It's a period romance between two well-known figures. Now take that idea, crumple it up and throw it away.
" Coco Chanel & Igor Stravinsky" ignores its genre's expectations — fitting for two such potent, avant-garde personages. All sentimentality and politeness toward these revered subjects is tossed aside. Under Jan Kounen's direction, they are living, breathing people with undeniable flaws. Their affair is passionate but illicit, conducted as the composer and his family live under the stylish parasol of the couture designer's charity.
The story essentially picks up where last year's "Coco Before Chanel" (starring Audrey Tautou) leaves off, contained in the brief span of the titular liaison. Here, the smoke-voiced and striking Anna Mouglalis projects intelligence and unassailable self-confidence, giving a clue to why both films are so engaging: Chanel is a prototypical independent, modern woman. Danish star Mads Mikkelsen is formidable. Yet his Stravinsky, the sort of cutting-edge genius one would expect to be surly and indomitable, is kept on his heels by Chanel.

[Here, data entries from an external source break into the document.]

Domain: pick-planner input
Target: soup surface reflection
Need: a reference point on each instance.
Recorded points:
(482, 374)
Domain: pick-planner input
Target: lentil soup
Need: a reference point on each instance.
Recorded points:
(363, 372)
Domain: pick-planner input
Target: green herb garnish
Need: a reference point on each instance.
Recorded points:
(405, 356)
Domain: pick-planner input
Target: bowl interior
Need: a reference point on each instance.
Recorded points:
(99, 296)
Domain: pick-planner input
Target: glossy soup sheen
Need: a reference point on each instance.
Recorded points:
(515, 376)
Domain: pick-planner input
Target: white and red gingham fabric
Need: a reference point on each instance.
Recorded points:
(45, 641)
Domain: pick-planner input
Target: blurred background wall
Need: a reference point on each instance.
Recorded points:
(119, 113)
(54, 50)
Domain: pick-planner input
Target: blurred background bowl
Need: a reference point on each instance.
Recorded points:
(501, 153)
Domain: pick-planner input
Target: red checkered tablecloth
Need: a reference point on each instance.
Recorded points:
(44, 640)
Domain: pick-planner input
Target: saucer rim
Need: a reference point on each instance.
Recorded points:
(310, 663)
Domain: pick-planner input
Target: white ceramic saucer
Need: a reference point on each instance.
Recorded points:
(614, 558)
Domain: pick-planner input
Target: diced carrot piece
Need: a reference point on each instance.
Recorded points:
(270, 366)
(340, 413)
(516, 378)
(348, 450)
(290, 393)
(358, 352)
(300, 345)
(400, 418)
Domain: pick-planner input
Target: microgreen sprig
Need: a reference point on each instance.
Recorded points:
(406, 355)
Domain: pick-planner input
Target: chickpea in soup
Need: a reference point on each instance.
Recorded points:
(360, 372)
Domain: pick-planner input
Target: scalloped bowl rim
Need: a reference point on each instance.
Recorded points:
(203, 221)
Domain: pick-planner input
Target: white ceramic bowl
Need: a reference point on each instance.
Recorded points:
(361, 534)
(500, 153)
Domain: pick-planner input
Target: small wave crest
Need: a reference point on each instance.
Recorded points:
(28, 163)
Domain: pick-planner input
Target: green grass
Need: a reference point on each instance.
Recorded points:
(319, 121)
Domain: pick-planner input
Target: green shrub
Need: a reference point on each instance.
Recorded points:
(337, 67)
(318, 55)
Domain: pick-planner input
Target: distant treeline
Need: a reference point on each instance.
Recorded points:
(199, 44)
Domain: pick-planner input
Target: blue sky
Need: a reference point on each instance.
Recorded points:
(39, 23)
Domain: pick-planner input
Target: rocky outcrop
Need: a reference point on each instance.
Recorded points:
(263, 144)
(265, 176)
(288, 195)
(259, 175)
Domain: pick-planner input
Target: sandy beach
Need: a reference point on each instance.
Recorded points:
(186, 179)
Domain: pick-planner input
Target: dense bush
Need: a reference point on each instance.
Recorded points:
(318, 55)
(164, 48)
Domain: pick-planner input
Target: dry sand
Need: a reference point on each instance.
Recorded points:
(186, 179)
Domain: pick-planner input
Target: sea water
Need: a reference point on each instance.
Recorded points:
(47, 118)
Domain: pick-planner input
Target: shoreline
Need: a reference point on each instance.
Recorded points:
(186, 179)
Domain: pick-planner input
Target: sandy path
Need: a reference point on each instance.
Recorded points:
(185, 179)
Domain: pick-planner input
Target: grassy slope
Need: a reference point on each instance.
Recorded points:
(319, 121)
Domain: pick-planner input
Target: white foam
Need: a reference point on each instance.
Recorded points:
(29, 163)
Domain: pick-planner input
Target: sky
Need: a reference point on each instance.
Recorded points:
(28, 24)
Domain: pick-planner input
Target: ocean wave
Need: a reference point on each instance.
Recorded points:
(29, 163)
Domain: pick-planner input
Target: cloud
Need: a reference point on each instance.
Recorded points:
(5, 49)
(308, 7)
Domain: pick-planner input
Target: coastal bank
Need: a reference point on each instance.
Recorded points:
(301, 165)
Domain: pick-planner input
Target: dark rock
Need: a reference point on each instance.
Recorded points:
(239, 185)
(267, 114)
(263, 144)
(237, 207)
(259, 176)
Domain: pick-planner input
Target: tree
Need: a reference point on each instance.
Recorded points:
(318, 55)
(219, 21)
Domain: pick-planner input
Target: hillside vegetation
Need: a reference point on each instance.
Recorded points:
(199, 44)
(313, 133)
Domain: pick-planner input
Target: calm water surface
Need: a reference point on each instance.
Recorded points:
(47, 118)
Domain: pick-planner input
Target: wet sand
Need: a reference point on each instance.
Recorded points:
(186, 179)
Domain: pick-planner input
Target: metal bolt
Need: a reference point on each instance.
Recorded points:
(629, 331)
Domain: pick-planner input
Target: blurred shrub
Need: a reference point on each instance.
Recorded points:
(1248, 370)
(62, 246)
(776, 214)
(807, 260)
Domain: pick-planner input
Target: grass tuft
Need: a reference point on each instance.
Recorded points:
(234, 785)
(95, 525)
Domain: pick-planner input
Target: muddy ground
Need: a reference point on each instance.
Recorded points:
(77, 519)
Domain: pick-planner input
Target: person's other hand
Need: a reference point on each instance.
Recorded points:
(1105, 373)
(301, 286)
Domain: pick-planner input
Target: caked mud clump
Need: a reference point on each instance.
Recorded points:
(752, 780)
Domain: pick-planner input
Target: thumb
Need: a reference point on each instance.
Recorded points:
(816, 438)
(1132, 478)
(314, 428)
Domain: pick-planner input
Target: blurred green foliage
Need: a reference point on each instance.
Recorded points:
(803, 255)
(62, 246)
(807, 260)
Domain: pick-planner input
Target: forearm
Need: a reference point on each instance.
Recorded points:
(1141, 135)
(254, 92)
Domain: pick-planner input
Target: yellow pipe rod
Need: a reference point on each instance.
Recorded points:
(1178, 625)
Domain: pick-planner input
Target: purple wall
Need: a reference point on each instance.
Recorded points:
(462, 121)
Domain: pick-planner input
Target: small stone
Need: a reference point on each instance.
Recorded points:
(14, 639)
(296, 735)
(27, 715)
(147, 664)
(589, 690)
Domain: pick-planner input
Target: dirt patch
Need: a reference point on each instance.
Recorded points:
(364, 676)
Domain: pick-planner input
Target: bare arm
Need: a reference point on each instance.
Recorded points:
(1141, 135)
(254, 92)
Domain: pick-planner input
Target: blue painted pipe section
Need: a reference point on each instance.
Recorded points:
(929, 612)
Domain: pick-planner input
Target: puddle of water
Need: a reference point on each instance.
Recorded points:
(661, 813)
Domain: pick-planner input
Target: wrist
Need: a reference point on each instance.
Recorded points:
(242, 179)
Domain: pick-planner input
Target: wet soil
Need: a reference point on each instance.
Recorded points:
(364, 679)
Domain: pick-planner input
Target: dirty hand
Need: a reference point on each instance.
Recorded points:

The script (based on Chris Greenhalgh's novel "Coco and Igor") and the beautifully shot film express much with economy — as in a wordless sequence contrasting the withering of Stravinsky's marriage with the blossoming of the affair, or a walk in the woods as exuberance and guilt play upon his face. Watching Stravinsky's "Rites of Spring" outraging the Paris social set is a joy. Mouglalis' effortlessly elegant Chanel, with her startlingly contemporary style, makes those around her disappear.